La soledad en negativo, así vista, se me presenta como una ilusión puramente mental, una estrategia más del ego que, para sentirse diferente y especial, afirma que es algo separado de las personas y el mundo todo, en una ecuación que parece tomar la forma de soledad= tristeza: "yo soy tristeza", parece decirnos el ego, "y nada va a cambiar", añade, con tono rígido y absoluto. Esa locura egoica, citando libremente a Aimee Mann en Wise up, "no se va a parar hasta que madures". Traducido de otro modo... hasta que te rindas.

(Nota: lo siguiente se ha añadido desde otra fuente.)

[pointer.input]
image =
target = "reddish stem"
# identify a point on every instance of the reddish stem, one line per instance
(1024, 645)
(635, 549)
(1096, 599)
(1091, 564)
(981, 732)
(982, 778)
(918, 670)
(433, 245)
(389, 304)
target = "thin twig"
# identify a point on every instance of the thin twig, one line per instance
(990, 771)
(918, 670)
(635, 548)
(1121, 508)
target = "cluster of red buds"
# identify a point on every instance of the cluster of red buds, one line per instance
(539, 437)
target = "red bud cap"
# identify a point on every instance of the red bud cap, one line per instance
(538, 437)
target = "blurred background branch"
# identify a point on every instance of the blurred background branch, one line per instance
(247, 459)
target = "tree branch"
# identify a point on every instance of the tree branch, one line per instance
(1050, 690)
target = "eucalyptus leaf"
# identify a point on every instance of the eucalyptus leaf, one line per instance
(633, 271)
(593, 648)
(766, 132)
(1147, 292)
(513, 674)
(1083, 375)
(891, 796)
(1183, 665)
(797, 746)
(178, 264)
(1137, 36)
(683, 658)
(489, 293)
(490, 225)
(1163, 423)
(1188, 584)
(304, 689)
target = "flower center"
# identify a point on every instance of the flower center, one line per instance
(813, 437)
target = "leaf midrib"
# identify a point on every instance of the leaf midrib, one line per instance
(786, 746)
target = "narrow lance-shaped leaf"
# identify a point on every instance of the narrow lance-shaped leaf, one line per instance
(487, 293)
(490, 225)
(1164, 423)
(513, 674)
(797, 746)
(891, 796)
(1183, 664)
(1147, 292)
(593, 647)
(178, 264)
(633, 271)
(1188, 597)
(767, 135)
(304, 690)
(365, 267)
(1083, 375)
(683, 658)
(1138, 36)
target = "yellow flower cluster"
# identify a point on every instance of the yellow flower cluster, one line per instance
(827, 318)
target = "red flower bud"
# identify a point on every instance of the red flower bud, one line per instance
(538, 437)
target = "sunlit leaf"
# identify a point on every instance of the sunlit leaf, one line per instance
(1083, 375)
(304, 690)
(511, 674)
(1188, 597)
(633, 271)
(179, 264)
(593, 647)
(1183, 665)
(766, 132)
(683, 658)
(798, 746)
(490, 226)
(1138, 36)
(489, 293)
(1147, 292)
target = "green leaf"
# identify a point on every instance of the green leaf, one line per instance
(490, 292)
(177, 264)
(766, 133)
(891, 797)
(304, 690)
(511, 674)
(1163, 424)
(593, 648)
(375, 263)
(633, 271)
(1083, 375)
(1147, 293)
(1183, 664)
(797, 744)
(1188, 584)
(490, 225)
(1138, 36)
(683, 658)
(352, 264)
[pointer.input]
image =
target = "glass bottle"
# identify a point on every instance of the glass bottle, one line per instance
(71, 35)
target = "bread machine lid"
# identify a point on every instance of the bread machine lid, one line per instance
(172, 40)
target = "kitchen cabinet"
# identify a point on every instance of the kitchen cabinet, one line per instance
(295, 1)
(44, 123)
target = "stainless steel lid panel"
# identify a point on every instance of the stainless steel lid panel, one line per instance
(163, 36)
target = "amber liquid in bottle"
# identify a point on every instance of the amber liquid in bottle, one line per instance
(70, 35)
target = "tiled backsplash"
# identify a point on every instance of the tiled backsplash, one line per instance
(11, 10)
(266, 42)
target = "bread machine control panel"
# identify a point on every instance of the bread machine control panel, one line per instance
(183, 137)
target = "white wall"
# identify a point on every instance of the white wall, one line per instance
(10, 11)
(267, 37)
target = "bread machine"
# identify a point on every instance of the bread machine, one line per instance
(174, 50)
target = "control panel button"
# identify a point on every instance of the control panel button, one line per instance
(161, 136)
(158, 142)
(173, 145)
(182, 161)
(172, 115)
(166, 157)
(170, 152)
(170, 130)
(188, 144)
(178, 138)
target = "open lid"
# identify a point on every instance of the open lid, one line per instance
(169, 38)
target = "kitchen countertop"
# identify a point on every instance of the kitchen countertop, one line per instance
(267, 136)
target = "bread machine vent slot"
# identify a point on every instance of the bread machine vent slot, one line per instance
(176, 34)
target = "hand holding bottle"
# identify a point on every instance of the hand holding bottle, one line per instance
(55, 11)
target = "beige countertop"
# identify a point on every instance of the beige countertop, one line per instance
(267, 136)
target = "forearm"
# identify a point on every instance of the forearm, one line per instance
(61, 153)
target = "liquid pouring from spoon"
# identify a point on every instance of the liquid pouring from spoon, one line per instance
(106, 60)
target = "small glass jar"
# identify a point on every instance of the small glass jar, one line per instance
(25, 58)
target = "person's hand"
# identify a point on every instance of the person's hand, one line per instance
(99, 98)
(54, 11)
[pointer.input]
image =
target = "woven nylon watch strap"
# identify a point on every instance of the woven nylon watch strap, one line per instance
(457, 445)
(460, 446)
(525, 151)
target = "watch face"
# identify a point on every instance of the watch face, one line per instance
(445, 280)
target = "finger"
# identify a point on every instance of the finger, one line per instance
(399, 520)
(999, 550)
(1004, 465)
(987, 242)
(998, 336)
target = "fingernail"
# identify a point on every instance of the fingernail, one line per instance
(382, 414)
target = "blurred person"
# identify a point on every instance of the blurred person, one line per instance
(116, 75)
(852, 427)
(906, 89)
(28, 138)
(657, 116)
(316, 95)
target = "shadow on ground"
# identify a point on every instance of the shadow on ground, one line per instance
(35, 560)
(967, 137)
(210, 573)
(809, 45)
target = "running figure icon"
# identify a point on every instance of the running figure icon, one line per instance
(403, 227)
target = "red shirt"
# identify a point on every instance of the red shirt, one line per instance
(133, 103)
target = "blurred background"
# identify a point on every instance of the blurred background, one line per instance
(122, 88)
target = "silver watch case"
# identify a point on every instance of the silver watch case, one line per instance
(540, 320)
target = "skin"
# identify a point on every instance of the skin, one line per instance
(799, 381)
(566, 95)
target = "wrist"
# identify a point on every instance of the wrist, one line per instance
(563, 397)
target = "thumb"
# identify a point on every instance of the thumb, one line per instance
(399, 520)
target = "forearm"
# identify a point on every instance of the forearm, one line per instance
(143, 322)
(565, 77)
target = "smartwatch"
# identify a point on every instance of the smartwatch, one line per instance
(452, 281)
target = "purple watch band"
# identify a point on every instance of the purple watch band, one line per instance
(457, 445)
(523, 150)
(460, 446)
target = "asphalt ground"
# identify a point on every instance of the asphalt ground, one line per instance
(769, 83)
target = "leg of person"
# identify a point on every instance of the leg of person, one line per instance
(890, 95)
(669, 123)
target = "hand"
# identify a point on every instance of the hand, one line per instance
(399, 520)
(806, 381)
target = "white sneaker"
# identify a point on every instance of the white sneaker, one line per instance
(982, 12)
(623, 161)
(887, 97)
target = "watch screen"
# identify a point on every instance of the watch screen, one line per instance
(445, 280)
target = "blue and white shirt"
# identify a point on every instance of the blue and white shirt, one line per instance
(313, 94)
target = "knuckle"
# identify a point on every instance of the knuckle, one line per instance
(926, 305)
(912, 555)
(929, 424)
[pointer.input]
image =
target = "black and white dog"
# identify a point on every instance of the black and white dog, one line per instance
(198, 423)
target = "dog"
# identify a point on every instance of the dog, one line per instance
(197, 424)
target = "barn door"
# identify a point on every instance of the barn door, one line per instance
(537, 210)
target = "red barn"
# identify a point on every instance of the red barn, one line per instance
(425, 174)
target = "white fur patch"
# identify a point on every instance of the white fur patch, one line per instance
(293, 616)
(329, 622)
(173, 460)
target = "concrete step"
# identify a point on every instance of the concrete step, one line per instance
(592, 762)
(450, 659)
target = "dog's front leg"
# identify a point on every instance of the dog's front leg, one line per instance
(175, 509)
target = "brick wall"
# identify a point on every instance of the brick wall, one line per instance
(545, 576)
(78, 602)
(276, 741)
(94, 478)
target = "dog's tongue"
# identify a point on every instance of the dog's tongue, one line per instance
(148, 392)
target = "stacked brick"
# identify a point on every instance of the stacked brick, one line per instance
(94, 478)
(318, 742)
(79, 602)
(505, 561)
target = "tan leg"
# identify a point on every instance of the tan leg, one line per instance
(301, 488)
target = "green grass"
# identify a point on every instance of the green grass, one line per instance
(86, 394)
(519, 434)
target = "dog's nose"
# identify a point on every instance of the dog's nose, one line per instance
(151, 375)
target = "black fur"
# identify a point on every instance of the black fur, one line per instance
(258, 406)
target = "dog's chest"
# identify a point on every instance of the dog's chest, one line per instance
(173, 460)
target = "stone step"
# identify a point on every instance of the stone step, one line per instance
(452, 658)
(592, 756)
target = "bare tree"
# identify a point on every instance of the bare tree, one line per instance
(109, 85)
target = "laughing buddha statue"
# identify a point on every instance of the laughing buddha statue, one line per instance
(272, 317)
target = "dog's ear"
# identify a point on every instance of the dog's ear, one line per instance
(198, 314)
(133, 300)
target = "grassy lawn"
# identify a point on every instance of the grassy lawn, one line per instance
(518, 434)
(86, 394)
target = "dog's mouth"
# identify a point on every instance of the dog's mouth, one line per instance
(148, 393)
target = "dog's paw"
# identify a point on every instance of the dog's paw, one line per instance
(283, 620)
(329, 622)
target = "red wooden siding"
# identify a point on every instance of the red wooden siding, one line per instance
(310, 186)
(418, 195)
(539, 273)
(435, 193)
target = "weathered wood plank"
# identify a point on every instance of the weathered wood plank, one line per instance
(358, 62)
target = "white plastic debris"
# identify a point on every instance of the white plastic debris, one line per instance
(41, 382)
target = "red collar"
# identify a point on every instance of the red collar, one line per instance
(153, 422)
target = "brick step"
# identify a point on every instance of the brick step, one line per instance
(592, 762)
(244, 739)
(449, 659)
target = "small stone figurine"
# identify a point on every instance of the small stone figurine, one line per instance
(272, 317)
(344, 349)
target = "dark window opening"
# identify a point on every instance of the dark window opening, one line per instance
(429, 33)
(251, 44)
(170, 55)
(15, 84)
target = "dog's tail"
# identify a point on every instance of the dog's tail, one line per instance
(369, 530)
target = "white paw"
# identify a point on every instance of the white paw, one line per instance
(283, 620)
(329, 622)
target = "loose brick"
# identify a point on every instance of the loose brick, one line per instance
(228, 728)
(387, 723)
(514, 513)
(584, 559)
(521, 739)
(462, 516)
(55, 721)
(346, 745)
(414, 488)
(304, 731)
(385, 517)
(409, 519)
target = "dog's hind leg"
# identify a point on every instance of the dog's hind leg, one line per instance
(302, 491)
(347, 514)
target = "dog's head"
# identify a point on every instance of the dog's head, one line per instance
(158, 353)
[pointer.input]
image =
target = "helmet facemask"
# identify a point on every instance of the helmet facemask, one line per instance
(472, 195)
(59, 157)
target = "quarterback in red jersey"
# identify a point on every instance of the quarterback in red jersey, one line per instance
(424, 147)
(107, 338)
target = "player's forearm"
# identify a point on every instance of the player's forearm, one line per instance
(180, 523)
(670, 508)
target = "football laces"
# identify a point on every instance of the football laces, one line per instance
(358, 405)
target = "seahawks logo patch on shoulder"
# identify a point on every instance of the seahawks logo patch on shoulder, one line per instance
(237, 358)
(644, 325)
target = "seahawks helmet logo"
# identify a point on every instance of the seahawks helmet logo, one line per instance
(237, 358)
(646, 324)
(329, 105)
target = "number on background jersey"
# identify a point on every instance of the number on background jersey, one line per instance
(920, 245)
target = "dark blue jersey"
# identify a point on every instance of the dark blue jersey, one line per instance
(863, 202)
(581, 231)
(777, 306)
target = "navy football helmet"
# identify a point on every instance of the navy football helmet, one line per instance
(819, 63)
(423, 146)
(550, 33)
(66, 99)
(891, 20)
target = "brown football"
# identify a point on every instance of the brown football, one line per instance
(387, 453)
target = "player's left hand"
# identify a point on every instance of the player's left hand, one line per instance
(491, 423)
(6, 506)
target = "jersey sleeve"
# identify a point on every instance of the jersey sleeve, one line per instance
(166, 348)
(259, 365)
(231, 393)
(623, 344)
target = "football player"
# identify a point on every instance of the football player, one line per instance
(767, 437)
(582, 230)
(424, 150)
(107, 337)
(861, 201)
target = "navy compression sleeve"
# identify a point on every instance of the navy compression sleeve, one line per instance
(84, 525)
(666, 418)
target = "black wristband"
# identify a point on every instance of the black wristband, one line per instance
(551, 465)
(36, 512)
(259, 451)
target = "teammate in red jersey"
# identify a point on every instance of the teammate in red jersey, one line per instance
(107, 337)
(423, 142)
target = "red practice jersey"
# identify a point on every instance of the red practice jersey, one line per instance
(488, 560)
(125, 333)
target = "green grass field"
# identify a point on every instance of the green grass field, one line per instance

Es una emoción más, a veces más intensa, otras más sutil. Y como toda emoción, la tristeza no es eterna a no ser que queramos que lo sea. En cualquier caso las emociones no se pueden negar y conviene, eso sí, dejarlas manifestarse, no rechazarlas de primera, abrazarlas si es posible, porque sí tiene un punto de realidad: vendrán, por supuesto, una y otra vez, para recordarnos dónde estamos, a qué nos estamos enfrentando o qué estamos evitando en nuestras vidas. Por cierto que la tristeza no es exclusiva, convive con muchas otras emociones e historias. Lo loco, neurótico, egoico o llámese como quiera, es perpetuarlas al creer que son parte fija de nuestra personalidad, cuando solo son tendencias.

De hecho, Ragnar posiblemente salió de la bañera tras los 64 minutos de grabación.